もしかしたらこれを応用すればフライパンのようなものも作れるかもしれない。どうにかしてお肉が手に入ればやってみたい。
そうこういろんなことを考えているうちに、茎の方もいい感じだ。
「あちッ、あちち……」
壺と同じくこちらも熱い。
何とか枝を使って取り出した枝を熱いのを我慢しながら手に取ってみると、少ししなッとしていていい感じだ。
ただ、同時に少し手にピリッとした違和感を覚える。おそらく引っこ抜くときにどこか怪我でもしてしまったのだろう。
「まぁいいや!いただきまーす!」
冷めないうちに加熱したほうに一気にかぶりつく。
その瞬間口の中に強い刺激が走った。もしかしたら毒のあるものを食べてしまったかもしれないという考えが頭の中をよぎったが、あまりの刺激に驚き、思わず飲み込んでしまった。
飲み込んでからどんどん志向が加速していき、額から冷たい汗がジワリと出てくる。
そんな中で、以前見たこんなニュースを思い出していた。
『クワズイモによる食中毒』
クワズイモは里芋やハスイモに似たものだが、強い毒性があって食べてはいけないという。誤って口にしてしまうと、嘔吐や下痢、麻痺などの症状が出てしまう。
その記憶が正しいものであるかと思い知らせるように、口の中に続いておなかにも刺激が走る。激痛だ。
おそらくこれはハスイモなんかではなかったのだ。現実世界とこの異世界での違いがあり、まったく同じようなものではないのだろうが、おそらくこれは現実世界でいうところのクワズイモで間違いないだろう。
徐々に強くなってくる吐き気。
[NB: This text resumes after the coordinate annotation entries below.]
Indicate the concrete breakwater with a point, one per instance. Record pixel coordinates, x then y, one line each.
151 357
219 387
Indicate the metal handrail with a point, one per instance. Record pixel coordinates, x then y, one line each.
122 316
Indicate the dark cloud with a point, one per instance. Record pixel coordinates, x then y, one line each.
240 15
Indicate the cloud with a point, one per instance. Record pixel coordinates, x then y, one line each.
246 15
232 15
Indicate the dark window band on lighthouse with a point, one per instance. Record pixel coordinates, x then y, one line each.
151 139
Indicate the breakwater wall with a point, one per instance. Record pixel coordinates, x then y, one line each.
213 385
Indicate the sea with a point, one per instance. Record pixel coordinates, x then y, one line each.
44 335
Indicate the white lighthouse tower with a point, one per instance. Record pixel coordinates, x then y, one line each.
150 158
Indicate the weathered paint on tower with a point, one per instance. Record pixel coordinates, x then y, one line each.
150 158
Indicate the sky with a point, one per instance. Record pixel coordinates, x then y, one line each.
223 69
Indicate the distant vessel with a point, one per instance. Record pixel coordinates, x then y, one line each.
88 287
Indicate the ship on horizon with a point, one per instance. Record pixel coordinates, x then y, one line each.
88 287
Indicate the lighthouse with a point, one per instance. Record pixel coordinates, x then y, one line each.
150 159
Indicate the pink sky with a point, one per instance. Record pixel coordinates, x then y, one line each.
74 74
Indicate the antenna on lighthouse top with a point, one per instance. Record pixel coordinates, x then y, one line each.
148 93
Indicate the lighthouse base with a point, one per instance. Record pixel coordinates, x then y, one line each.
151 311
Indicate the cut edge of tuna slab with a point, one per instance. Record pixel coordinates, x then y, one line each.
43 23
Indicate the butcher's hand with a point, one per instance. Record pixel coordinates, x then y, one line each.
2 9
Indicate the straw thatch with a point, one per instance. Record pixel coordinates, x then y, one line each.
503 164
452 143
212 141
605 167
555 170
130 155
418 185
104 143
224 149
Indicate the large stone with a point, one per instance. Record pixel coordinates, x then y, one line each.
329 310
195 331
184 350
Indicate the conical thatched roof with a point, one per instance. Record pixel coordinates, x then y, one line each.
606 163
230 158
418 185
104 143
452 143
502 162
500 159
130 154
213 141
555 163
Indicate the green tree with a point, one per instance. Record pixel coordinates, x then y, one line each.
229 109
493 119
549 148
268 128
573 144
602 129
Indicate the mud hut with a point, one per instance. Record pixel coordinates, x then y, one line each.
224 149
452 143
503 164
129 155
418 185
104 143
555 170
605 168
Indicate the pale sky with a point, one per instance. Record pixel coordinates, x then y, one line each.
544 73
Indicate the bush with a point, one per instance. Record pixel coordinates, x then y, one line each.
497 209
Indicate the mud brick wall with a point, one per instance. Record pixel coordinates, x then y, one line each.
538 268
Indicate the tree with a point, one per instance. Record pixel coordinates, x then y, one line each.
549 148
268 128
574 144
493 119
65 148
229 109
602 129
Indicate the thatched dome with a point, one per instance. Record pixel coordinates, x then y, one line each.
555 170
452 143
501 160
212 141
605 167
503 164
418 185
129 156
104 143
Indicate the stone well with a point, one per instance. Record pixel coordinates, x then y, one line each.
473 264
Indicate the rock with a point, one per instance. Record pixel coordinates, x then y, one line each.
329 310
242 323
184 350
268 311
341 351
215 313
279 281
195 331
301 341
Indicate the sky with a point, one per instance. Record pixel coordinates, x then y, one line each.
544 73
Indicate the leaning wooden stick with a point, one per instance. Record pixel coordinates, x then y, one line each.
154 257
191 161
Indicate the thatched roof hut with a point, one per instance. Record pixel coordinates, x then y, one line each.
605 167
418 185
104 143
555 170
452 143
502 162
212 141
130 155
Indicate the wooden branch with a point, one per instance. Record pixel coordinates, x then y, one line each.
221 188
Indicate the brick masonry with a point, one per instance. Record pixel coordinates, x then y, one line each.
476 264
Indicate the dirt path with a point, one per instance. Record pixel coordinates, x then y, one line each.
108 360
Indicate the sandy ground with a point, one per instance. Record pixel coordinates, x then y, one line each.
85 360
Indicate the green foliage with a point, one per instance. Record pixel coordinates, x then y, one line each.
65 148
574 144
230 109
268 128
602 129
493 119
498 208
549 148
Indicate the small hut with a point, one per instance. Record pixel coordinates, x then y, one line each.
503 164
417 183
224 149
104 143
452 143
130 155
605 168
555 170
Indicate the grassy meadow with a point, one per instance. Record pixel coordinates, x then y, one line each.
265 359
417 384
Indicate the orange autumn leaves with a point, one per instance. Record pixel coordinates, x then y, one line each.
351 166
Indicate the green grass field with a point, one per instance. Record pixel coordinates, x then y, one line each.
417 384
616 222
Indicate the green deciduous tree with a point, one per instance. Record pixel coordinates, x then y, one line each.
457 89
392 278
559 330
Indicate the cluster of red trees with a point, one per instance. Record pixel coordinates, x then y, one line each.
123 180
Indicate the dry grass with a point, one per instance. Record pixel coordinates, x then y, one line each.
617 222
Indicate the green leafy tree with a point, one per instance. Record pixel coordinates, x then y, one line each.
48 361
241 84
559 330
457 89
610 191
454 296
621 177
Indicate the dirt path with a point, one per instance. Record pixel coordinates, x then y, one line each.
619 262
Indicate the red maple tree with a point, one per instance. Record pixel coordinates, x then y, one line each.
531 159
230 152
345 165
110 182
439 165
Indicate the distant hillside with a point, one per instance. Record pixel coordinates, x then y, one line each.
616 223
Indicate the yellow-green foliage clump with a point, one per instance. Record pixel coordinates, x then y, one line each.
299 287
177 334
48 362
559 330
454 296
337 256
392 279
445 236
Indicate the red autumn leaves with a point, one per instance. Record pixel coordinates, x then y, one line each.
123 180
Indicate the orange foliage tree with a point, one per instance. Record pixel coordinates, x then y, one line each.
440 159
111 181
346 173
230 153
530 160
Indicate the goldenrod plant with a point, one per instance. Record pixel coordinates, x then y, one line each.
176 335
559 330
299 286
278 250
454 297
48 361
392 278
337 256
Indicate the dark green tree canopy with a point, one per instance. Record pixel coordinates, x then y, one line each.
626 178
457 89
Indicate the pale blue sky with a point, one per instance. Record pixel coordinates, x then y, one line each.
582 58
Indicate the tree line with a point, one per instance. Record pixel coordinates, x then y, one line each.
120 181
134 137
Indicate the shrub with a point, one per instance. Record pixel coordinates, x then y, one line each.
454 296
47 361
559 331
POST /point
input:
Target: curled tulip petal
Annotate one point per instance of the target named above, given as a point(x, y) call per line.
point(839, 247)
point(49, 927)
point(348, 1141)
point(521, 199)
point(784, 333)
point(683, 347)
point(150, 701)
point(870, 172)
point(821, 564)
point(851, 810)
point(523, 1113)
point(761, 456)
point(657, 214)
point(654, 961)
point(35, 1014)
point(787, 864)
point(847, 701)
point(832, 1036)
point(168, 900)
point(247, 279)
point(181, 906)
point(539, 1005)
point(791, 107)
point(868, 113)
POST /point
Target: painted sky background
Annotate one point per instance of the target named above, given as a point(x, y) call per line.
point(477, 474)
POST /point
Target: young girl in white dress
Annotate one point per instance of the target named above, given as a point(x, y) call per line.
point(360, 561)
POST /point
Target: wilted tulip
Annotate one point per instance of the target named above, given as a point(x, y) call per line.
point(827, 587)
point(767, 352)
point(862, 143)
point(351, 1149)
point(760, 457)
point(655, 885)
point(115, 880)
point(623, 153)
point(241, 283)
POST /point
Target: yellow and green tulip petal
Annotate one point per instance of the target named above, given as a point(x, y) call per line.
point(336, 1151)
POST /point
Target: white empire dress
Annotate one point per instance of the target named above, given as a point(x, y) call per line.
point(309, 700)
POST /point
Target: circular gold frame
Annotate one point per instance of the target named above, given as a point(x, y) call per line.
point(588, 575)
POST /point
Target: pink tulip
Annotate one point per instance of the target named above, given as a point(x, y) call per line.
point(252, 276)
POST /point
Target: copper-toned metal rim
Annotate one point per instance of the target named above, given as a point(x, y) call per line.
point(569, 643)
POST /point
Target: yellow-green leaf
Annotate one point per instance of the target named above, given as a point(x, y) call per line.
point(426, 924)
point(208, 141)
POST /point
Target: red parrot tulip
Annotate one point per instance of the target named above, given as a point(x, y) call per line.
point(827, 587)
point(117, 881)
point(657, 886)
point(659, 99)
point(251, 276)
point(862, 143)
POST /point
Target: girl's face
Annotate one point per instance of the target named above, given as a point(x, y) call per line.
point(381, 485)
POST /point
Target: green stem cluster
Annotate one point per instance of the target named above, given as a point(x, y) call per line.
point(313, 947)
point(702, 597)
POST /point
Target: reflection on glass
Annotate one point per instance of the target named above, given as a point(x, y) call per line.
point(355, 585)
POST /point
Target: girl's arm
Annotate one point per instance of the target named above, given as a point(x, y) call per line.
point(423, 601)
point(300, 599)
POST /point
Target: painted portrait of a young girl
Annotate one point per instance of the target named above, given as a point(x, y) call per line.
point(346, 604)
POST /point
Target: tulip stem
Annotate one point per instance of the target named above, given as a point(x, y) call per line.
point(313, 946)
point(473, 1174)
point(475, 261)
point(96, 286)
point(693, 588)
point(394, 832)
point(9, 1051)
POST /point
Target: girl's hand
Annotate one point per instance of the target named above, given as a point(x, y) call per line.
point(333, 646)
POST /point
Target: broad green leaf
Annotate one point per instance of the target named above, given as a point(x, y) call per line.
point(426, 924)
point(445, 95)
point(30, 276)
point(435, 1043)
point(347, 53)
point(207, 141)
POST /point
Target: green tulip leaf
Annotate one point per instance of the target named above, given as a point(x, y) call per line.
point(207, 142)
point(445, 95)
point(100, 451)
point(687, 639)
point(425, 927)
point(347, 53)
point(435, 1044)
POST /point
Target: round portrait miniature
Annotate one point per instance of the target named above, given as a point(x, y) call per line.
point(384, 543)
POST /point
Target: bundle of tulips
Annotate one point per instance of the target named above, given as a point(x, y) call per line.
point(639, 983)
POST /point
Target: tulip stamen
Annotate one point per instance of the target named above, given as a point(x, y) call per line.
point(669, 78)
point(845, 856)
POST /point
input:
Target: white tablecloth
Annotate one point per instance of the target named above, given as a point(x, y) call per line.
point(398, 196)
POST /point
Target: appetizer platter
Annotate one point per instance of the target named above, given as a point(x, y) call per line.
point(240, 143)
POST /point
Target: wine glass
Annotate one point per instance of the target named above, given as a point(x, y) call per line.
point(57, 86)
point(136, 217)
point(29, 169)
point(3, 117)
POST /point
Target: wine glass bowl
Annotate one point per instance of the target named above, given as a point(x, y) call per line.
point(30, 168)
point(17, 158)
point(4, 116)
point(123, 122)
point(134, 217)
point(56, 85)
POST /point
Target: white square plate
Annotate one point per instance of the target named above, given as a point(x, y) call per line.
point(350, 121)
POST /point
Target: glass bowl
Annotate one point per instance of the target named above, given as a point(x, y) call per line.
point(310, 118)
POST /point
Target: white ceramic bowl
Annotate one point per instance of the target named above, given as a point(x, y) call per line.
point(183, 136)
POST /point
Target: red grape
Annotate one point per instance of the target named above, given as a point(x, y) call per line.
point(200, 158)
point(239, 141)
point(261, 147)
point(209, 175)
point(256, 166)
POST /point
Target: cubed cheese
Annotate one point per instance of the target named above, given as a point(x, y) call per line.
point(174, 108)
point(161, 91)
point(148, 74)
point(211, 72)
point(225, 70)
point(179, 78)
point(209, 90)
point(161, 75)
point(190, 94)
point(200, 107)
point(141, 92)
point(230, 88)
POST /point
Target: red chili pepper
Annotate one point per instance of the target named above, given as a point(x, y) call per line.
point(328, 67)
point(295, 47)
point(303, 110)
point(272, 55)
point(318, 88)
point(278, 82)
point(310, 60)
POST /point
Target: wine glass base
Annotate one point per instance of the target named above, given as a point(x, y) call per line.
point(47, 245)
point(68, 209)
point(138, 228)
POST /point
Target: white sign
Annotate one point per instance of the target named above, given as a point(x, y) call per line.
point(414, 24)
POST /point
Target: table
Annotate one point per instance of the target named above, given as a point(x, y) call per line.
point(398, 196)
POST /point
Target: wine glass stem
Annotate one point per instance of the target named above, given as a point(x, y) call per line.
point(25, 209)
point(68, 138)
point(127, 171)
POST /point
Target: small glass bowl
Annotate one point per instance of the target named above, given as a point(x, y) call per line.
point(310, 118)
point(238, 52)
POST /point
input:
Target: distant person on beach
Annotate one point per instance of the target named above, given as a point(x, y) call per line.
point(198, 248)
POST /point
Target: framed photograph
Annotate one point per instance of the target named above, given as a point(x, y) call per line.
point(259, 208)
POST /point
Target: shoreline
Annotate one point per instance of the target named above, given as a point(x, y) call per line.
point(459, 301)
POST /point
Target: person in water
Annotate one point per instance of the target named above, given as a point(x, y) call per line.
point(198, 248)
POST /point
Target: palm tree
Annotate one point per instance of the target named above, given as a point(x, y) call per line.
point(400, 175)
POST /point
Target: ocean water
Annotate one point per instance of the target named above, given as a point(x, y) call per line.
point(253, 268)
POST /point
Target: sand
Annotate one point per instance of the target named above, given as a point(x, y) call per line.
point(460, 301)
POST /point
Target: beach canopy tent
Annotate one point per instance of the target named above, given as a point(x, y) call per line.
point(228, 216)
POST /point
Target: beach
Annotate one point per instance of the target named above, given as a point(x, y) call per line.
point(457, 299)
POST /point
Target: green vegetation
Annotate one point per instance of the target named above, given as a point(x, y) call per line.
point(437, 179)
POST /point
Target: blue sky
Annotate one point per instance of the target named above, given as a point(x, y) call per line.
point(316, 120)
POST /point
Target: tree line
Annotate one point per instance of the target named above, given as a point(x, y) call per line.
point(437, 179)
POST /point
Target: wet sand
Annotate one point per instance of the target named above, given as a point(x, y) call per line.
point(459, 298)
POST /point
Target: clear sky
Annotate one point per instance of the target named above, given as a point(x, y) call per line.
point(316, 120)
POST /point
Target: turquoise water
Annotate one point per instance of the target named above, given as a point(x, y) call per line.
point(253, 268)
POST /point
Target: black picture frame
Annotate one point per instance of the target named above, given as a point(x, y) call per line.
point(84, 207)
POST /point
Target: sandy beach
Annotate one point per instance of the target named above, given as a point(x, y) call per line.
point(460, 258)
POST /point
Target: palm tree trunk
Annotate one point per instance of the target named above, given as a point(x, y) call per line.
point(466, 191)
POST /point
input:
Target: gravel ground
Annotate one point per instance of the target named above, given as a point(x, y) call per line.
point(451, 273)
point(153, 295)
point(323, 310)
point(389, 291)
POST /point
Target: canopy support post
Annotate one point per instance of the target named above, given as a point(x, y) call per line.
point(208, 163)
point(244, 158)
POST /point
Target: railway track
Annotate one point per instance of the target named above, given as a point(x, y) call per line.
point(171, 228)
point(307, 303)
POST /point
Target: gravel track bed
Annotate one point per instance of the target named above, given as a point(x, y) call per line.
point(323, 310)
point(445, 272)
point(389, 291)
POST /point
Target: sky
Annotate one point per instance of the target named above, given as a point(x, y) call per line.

少しでも症状を和らげようとまだ熱い水を口に含んでやけど覚悟で口をすすぐ。
多少口の中の痛みは弱まったものの、依然として吐き気は続いている。
飲み込んでしまったが最後、おなかを割って取り出さない限りはこの辛さは続くだろう。
「やらかしたッ……」
そう弱弱しくつぶやく。あまりの辛さに叫びたくなるが、叫ぶような元気などすでに失われてしまっている。
私の記憶が正しければ、クワズイモは切ったときに出る汁に触れるだけでも肌に異常を生じるらしい。
先に少し肌に当てるなどして毒性を確認すればよかった。ここは以前のような安全な食事を好きなだけとれるような環境ではない。
自分の身は自分で守らねばならないのだ。